Why does Chi-Square Test need to meet the mutual exclusive assumption? In this page, it says Chi-Square must meet some assumption.

Assumption 2: All observations are independent.
It’s assumed that every observation in the dataset is independent.
That is, the value of one observation in the dataset does not affect
the value of any other observation.
Assumption 3: Cells in the contingency table are mutually exclusive.
It’s assumed that individuals can only belong to one cell in the
contingency table. That is, cells in the table are mutually exclusive
– an individual cannot belong to more than one cell.

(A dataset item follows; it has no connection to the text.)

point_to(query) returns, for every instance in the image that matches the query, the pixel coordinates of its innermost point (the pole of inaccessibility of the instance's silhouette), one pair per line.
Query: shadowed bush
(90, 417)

Why does Chi-Square Test need to meet the mutual exclusive assumption? Is mutually exclusive assumption included in independent assumption?
What will happen when data do not meet that assumption?
Can anyone provide an example to explain it?
 A: Any hypothesis test relies on correctly computing the null distribution -- the sampling distribution of the test statistic when $H_0$ is true. Any such calculation requires some set of assumptions -- some form of model which is intended to suit some specific circumstances, and on which basis the null distribution can be computed.
To derive an (asymptotic) chi-squared distribution for the test statistic (under $H_0$) you need to make some assumptions about how the counts arise. If those assumptions don't hold you won't get that distribution when $H_0$ is true, and so the critical values and p-values won't be correct (your test won't have the desired type I error rate).
Having an observation count in multiple categories is one of these situations; if you count each category it occurs in as a new count, you will miscalculate the variance of the test statistic, which relies on the fact that counts don't occur "together" like that; instead of having the usual negative dependence between category counts with fixed margins, there will be some (unaccounted for) positive dependence as well, and which may be relatively small but perhaps may be quite large. The precise effect depends on how these multiple-counts arise (specifically, their own dependence) and what proportion they are of the total.

Is mutually exclusive assumption included in independent assumption?

No. Firstly they're looking at different things (in the sense that the mutual exclusivity requirement is looking at counts for one sampling unit; a single person or whatever only contributes to a count in one level of any factor variable), and secondly counts for mutually exclusive events are negatively dependent, not independent.